La realidad parecía estar
reticente a colarse en las mesas del congreso. La cultura no soltaba su
mayúscula ni por asomo. Pocas voces se lanzaron a señalar los problemas de
relación del periodismo cultural con la política y con la industria. Pocas
voces señalaron que el principal problema del periodismo cultural es que vive
colgado de una agenda que marcan las novedades editoriales, los estrenos de
cine y las visitas de las estrellas. Pocas voces señalaron las dificultades de
hablar de temas novedosos en un entorno en el que la producción cultural está
concentradísima en pocas manos que, además, suponen un importante ingreso para
los medios a través de su inversión publicitaria. Javier Torres, de la SER,
señaló que en ninguna sección ha notado tanta presión para modelar las noticias
como la que hacen las editoriales para que sus libros salgan en las noticias. PeioH. Riaño se atrevió a repartir estopa: “necesitamos morder más y relamer
menos”. Martín Caparrós también hincó el diente: “demasiados periodistas
cuentan menos de lo que saben”. Y, desde la periferia, Xesús Fraga recordó que
hay otras culturas en España que también merecen atención y respeto, mientras
que la mayoría de la información cultural solo reseña aquellas cosas que
circulan por el centro.
Desde Twitter muchas preguntaban
si se hablaba de jefes incompetentes, sueldos de miseria, condiciones precarias
y tiempos cortos. Si se hablaba del papel de las mujeres en un mundo en el que
el poder lo ostentan los hombres. Si se hablaba de ministerios, consejerías,
inauguraciones y eventos variados generosamente patrocinados por las
instituciones, o de premios concebidos para sacar a la luz nuevos talentos y
que siempre se llevan los conocidos del editor, a su vez amigo del presidente
del jurado. Pero el periodismo cultural no parece ocuparse de eso.

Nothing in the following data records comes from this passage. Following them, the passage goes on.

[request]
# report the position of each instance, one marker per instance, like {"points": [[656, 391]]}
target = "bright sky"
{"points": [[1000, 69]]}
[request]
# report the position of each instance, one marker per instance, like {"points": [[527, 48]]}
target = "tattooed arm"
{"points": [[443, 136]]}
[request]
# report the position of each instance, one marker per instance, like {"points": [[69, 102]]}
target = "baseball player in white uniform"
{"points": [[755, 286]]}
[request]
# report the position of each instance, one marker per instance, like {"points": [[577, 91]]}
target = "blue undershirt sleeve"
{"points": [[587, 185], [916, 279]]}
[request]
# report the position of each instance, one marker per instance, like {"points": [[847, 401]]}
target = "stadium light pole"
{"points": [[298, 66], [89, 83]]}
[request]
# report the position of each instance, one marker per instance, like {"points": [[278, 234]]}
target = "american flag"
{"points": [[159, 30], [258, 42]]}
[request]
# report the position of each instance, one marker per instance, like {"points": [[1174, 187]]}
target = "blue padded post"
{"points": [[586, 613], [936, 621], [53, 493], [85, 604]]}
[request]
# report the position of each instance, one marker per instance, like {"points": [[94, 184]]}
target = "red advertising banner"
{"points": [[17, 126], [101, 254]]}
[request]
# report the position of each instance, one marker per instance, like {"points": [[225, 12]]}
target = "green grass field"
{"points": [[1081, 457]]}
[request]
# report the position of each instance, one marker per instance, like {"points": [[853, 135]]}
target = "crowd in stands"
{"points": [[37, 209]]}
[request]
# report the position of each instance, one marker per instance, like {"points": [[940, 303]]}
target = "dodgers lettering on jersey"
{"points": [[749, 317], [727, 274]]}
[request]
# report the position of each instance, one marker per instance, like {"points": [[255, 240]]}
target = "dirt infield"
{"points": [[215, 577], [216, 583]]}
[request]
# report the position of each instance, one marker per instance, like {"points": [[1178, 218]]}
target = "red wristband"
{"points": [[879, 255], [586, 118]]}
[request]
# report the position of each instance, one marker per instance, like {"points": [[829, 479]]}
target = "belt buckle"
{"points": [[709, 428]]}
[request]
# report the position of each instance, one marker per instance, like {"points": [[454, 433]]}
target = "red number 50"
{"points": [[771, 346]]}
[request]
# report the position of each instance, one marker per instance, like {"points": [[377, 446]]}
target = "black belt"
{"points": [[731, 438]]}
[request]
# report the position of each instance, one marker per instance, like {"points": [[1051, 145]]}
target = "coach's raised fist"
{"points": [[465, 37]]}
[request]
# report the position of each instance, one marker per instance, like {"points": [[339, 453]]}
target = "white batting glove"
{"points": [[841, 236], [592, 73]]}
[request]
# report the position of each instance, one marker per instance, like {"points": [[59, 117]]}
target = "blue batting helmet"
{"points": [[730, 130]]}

Aterricé en Santander impulsado
por la necesidad de buscar respuesta a las escasas controversias que el mundo
de la cultura genera. Las controversias son más entre periodistas que entre estos y la realidad cultural. Se
escenificó cuando salió el siempre espinoso asunto de las lenguas de España.
¿Por qué las cartelas del Museo del Prado están en inglés y no en euskera?

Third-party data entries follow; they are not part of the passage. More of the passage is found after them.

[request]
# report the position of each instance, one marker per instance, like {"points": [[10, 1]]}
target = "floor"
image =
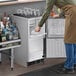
{"points": [[5, 67]]}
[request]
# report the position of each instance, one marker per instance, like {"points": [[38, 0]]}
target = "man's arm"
{"points": [[50, 4]]}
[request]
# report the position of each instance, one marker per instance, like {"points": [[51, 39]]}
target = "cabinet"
{"points": [[32, 43], [55, 48], [55, 38]]}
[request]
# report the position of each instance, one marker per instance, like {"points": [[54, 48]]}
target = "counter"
{"points": [[18, 2]]}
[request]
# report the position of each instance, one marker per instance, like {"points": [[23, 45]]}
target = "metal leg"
{"points": [[12, 59], [0, 57]]}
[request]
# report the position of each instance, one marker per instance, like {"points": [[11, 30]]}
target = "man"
{"points": [[69, 9]]}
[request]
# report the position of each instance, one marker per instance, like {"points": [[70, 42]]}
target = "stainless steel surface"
{"points": [[7, 0]]}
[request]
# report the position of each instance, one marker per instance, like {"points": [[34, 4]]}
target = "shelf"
{"points": [[18, 2]]}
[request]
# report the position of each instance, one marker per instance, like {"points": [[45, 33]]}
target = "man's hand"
{"points": [[37, 29]]}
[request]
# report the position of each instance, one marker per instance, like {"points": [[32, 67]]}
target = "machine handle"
{"points": [[38, 36]]}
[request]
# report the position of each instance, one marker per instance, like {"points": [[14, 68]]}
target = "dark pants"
{"points": [[70, 55]]}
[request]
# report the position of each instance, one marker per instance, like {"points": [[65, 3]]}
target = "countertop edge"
{"points": [[18, 2]]}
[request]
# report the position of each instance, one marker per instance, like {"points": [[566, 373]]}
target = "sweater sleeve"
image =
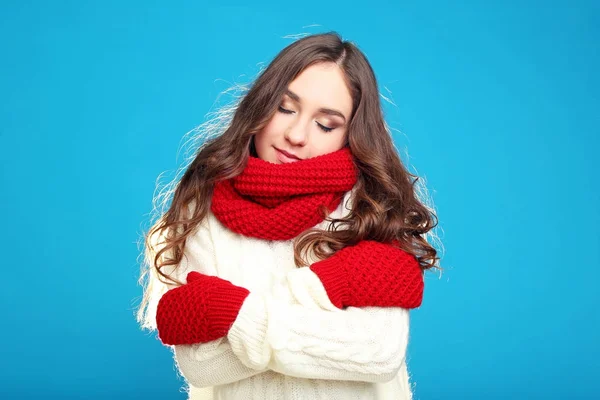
{"points": [[212, 363], [308, 337]]}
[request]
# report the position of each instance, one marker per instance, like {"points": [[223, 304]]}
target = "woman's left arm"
{"points": [[309, 337], [294, 330]]}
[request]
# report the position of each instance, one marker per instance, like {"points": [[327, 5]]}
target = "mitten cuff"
{"points": [[226, 301]]}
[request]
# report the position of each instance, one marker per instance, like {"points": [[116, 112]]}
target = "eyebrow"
{"points": [[329, 111]]}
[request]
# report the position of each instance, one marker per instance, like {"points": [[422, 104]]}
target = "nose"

Cuando la discusión empezaba a tomar cuerpo, una voz desde la platea la cortó rotundamente:
“eso es una cuestión política y aquí estamos para otra cosa”. Fueron muchas las
voces que resaltaron que la cultura es importante y que debe permear todas las
secciones del periódico; ninguna explicó el porqué de esa importancia. Quizás
hubiese merecido la pena insistir en que, como vengo defendiendo, la cultura es
el laboratorio de los cambios sociales (una idea que también mantiene Esteban
Hernández en El fin de la clase media).
La sensación final es que hubo dos
congresos paralelos. Uno que vehiculó las palabras desde la mesa de debate, más
monológica que en diálogo, cerrada a intervenciones externas. Pesimista,
cansina. Otro, un debate desde los márgenes, con buena parte de los que estaban
frente a la mesa a través de twitter: gente más joven, menos resabiada, con más
entusiasmo. Gente que habla de libros en vez de contar lo que le contó su amigo
Herralde el día que bla bla bla… Periodistas que han probado nuevos formatos y
que saben que el pasado no va a volver, que no tienen nostalgia de un esplendor
que no conocieron, que están más al cabo de la calle y que tratan a la cultura
con menos reverencia y más pasión, con menos inercias y menos favores que
pagar.
Esta brecha se repite en todos
los sectores de la cultura, entre los que llegan de nuevas y los que aún
suspiran por los tiempos pasados en los que, sin duda, les fue mejor. De cara a
nuevas ediciones del congreso, estaría más que bien darle voz a este debate en
lugar de condenarlo a la marginalidad.